The complexities of life in rural Brazil come sharply into focus in São Bernardo. Nearly a hundred years after its publication, the funny, ruthless narrator of this novel is as fascinating and relevant as any narrator being written today.
I was swept up by the humor, cadence, beautiful weirdness—and above all the voice, relentless and a little nuts, of São Bernardo.
Viswanathan, through her soulful translation, breathes new life into Ramos’s slangy, unvarnished, beguilingly funny prose. Honorio’s voice might be gruff, but it also sings.

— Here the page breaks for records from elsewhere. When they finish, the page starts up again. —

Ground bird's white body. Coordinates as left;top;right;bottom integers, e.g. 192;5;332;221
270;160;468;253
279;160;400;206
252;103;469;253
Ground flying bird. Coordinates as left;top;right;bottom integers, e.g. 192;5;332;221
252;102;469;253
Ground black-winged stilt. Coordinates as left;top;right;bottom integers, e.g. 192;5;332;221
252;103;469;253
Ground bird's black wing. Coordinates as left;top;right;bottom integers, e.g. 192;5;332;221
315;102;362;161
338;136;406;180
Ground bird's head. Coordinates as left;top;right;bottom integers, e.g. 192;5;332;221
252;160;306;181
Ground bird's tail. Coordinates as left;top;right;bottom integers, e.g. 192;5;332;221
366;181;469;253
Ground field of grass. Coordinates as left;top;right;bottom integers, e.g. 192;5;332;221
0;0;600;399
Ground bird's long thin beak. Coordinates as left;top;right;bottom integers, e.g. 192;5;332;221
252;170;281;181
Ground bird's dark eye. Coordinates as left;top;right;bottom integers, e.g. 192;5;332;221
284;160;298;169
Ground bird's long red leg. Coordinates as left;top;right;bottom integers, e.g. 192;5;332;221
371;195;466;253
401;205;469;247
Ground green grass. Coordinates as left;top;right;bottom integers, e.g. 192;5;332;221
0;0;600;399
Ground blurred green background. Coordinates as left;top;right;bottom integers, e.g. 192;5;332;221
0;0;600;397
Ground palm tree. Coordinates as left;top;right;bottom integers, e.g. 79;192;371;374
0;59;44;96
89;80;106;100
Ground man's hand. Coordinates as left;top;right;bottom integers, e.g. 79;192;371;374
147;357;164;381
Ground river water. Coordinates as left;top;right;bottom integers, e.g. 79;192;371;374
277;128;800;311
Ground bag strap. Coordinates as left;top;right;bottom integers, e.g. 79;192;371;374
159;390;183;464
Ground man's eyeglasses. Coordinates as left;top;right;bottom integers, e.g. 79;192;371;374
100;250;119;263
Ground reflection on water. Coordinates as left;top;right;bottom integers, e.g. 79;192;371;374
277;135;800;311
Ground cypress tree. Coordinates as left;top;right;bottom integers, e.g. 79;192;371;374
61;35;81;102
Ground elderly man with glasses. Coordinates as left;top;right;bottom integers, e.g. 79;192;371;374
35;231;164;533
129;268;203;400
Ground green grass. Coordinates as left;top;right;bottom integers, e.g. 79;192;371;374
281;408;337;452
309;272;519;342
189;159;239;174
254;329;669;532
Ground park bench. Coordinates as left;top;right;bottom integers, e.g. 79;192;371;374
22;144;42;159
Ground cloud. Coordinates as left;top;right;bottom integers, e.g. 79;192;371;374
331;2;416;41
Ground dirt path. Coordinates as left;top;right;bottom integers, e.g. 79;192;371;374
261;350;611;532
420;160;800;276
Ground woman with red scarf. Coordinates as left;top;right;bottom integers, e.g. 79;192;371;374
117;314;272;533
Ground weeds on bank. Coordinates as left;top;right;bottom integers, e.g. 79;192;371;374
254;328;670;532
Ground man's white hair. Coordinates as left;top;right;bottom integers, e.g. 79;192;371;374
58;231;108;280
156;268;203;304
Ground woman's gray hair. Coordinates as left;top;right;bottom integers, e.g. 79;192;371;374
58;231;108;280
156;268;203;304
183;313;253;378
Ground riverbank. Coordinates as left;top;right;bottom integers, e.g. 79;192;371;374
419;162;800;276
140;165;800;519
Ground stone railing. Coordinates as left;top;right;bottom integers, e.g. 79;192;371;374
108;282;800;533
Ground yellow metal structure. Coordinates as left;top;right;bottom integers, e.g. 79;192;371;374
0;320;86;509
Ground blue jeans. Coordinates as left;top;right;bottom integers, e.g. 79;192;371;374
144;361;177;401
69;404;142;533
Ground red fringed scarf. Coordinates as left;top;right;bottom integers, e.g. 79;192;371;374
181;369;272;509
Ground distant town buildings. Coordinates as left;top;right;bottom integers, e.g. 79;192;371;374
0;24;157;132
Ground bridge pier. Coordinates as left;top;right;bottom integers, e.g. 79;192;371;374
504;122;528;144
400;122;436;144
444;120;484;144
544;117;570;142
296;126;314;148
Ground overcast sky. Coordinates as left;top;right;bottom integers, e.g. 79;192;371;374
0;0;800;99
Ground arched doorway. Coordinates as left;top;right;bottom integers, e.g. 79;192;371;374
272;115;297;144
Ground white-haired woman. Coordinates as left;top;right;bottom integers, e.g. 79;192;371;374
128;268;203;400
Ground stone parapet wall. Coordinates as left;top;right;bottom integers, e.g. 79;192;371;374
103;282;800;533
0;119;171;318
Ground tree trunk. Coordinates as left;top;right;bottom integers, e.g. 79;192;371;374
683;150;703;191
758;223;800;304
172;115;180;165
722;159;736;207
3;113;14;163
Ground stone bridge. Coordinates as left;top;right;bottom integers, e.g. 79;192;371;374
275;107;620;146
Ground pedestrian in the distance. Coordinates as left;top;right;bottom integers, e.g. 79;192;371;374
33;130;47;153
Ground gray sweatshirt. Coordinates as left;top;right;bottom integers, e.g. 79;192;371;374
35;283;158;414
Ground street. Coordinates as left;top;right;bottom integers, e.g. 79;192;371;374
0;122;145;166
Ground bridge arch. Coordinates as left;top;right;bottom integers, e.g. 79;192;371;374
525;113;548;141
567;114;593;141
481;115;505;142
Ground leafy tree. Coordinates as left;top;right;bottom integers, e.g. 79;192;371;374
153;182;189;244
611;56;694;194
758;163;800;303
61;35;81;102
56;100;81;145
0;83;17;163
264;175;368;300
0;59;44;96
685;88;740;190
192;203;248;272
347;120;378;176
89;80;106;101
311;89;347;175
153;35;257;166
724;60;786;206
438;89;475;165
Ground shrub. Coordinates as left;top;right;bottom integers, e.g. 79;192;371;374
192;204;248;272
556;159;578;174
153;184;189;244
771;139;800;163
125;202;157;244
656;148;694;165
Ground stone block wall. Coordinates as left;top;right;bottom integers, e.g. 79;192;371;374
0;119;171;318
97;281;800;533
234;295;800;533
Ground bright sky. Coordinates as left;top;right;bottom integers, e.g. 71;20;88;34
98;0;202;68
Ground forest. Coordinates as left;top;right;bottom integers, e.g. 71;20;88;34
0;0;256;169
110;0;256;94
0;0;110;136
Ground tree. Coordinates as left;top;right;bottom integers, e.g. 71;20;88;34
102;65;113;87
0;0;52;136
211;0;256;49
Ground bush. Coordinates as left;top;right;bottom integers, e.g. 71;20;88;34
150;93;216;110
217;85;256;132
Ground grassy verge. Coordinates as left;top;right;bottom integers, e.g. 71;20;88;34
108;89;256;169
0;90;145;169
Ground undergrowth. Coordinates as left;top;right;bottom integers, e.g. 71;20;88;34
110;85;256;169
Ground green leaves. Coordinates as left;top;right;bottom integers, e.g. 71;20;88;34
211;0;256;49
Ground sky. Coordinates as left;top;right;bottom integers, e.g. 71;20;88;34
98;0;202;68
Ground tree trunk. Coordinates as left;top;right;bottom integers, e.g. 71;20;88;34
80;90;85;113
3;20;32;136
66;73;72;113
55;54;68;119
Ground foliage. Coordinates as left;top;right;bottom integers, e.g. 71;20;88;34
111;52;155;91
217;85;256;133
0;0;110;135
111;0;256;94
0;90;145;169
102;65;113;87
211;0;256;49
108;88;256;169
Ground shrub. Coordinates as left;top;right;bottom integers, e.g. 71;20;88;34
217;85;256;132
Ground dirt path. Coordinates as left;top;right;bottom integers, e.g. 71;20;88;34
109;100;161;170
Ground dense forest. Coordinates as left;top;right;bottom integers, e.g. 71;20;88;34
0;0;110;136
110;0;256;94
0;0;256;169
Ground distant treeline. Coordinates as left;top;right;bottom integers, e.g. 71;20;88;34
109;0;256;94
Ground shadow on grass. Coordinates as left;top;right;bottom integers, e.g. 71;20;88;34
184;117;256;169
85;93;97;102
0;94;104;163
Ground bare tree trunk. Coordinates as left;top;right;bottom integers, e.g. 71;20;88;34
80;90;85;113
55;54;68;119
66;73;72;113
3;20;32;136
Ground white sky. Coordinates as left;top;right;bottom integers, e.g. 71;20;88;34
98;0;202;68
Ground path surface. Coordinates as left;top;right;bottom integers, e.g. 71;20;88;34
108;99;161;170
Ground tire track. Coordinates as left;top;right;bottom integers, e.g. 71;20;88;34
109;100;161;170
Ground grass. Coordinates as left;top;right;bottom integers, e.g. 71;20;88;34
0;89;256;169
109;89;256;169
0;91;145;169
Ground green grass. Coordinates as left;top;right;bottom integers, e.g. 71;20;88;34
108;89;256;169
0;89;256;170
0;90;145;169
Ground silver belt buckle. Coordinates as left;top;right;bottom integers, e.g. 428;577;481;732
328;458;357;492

If we were to take stock of Brazilian writers from the first half of the twentieth century—from among those writers who produced the most relevant parts of their oeuvre in the first half of the twentieth century—and ask which writer has had the greatest impact and influence on the way Brazilian writers write today, I have no doubt that the name of Graciliano Ramos would make the top of the list.
—Paulo Scott, Asymptote
This new translation of São Bernardo from the Brazilian Portuguese by Canadian writer Padma Viswanathan is as much a reiteration as it is a refashioning. . . . Viswanathan has made a precious contribution to the body of English-language literature, adding to it the vibrant voice of one [of] the most important figures of 20th-century Brazilian letters.
—Arthur Ivan Bravo, The Los Angeles Review of Books
Graciliano Ramos’s São Bernardo is a quick read that grabbed me from the first paragraph. . . . Honório is a fascinating character, and Ramos beautifully renders him through Honório’s own elisions and incapacity to articulate.